Role of the TBC in apical ES dynamics during spermiogenesis. At stage XIV of the epithelial cycle in rat testes, round spermatids (step 1) derived from meiosis II, begin the maturation process known as spermiogenesis. This is typified by condensation of the genetic material in the spermatid head, elongation of the tail, the development of the acrosome and the shedding of unwanted cytoplasmic material (residual body).
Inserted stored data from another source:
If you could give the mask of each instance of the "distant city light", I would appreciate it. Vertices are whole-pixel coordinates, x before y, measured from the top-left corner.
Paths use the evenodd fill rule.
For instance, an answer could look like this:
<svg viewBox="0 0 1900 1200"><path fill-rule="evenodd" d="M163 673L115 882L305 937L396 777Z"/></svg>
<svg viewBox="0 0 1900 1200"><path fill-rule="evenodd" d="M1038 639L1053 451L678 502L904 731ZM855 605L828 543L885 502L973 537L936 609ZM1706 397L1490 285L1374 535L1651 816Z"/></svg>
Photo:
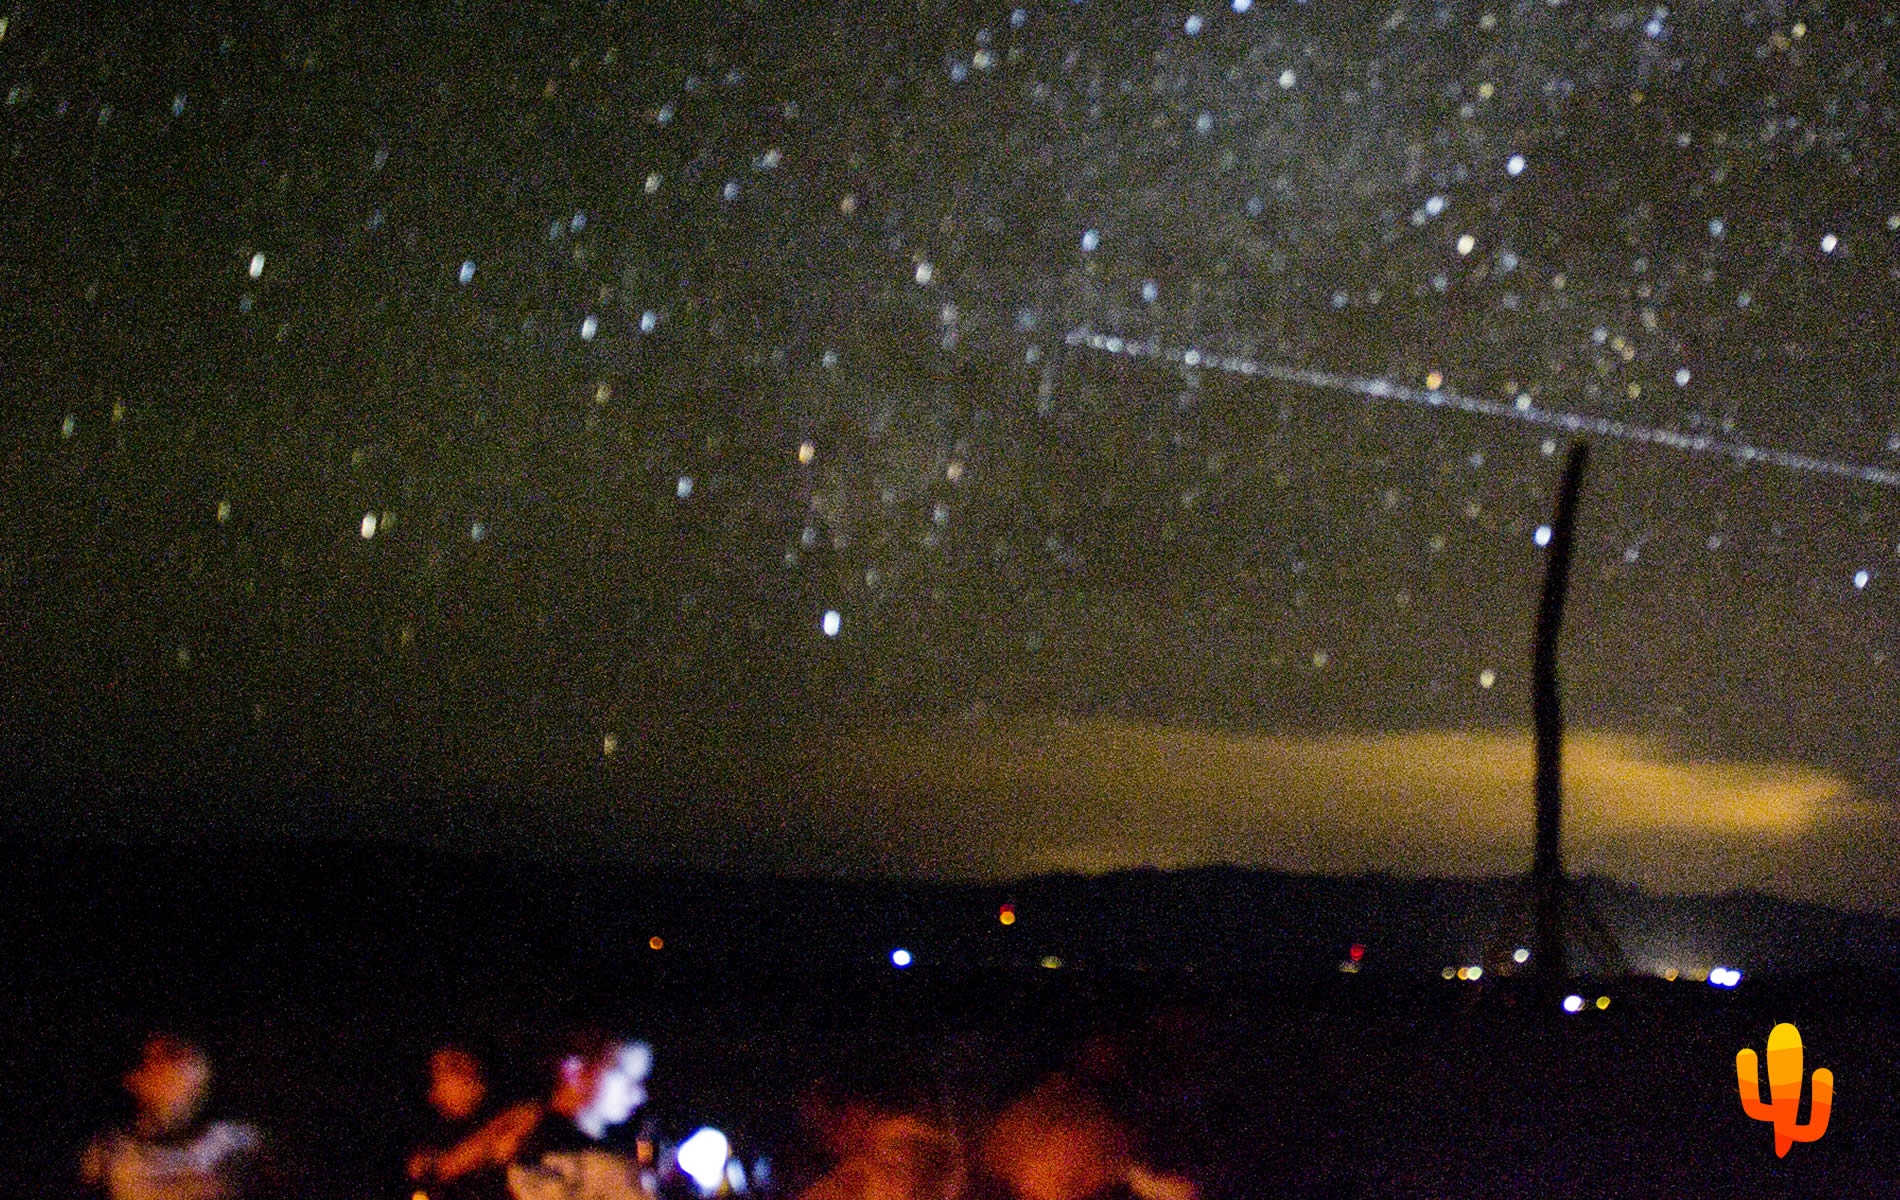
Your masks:
<svg viewBox="0 0 1900 1200"><path fill-rule="evenodd" d="M1352 961L1354 962L1358 962L1360 959L1364 958L1365 956L1366 956L1366 948L1360 945L1358 942L1354 942L1351 948L1346 951L1346 957L1352 959Z"/></svg>
<svg viewBox="0 0 1900 1200"><path fill-rule="evenodd" d="M259 250L251 255L251 278L260 279L264 274L264 252Z"/></svg>
<svg viewBox="0 0 1900 1200"><path fill-rule="evenodd" d="M891 951L891 965L902 969L910 965L910 951L897 949Z"/></svg>
<svg viewBox="0 0 1900 1200"><path fill-rule="evenodd" d="M1445 979L1456 979L1461 973L1462 972L1457 967L1446 967L1444 970L1440 971L1438 974L1440 977L1445 978Z"/></svg>
<svg viewBox="0 0 1900 1200"><path fill-rule="evenodd" d="M726 1135L708 1126L695 1130L693 1136L681 1142L673 1157L680 1170L699 1186L699 1194L710 1196L725 1182L726 1160L731 1154L732 1143L726 1140Z"/></svg>
<svg viewBox="0 0 1900 1200"><path fill-rule="evenodd" d="M1511 155L1511 157L1504 160L1504 169L1511 175L1522 175L1524 173L1524 156L1522 154Z"/></svg>
<svg viewBox="0 0 1900 1200"><path fill-rule="evenodd" d="M1575 996L1575 995L1565 996L1564 997L1564 1011L1567 1013L1582 1012L1583 1011L1583 997Z"/></svg>
<svg viewBox="0 0 1900 1200"><path fill-rule="evenodd" d="M1465 978L1471 980L1473 983L1476 983L1478 980L1484 978L1483 967L1470 967L1468 969L1470 970L1471 974L1467 975Z"/></svg>
<svg viewBox="0 0 1900 1200"><path fill-rule="evenodd" d="M1531 952L1529 950L1526 950L1522 946L1519 946L1517 949L1511 951L1511 961L1514 963L1529 962L1530 958L1531 958Z"/></svg>
<svg viewBox="0 0 1900 1200"><path fill-rule="evenodd" d="M996 911L996 919L1005 925L1014 925L1016 923L1016 906L1014 904L1003 905L1002 908Z"/></svg>
<svg viewBox="0 0 1900 1200"><path fill-rule="evenodd" d="M1604 1008L1608 1008L1608 1007L1610 1007L1610 998L1609 998L1608 996L1598 996L1598 997L1597 997L1597 1007L1598 1007L1599 1009L1604 1009Z"/></svg>
<svg viewBox="0 0 1900 1200"><path fill-rule="evenodd" d="M825 611L825 619L819 626L819 628L825 631L825 636L837 637L838 630L842 629L843 627L844 627L844 618L838 615L838 610L835 608L827 609Z"/></svg>
<svg viewBox="0 0 1900 1200"><path fill-rule="evenodd" d="M1550 545L1550 526L1539 525L1537 532L1531 535L1531 541L1536 542L1540 546Z"/></svg>
<svg viewBox="0 0 1900 1200"><path fill-rule="evenodd" d="M1734 987L1742 981L1742 973L1734 967L1715 967L1709 971L1709 982L1716 987Z"/></svg>
<svg viewBox="0 0 1900 1200"><path fill-rule="evenodd" d="M1674 967L1669 967L1668 969L1663 971L1663 978L1667 979L1671 983L1674 983L1676 981L1677 974L1678 972L1676 971Z"/></svg>
<svg viewBox="0 0 1900 1200"><path fill-rule="evenodd" d="M649 950L664 950L664 949L666 949L666 939L665 939L665 938L663 938L663 937L661 937L661 936L660 936L659 934L657 934L657 933L656 933L656 934L654 934L654 935L653 935L652 937L650 937L650 938L648 938L648 939L647 939L647 949L649 949Z"/></svg>
<svg viewBox="0 0 1900 1200"><path fill-rule="evenodd" d="M376 514L373 512L366 512L363 514L363 537L365 539L369 539L375 536L376 536Z"/></svg>
<svg viewBox="0 0 1900 1200"><path fill-rule="evenodd" d="M1053 954L1045 955L1042 960L1042 965L1044 970L1060 971L1062 969L1062 960Z"/></svg>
At the step 8 spermatid stage (1), the apical ES appears, which is constituted predominantly by α6β1-integrin–laminin 333, nectin–afadin and cadherin–catenin protein complexes^, (2). in late step 18 spermatids (3), apical ES proteins at the concave side of the spermatid head begin to undergo endocytic vesicle-mediated protein internalization creating an ultrastructure known as TBC, and the TBC replaces all apical ES at step 19 spermatids (4), destabilizing the apical ES to facilitate spermiation. Endocytosed apical ES proteins can either be transcytosed and recycled back to cell surface to form ‘new’ apical ES in newly formed step 8 spermatids or be degraded via endosome-mediated or ubiquitin-mediated pathways. Abbreviations: ES, ectoplasmic specialization; TBC, tubulobulbar complex.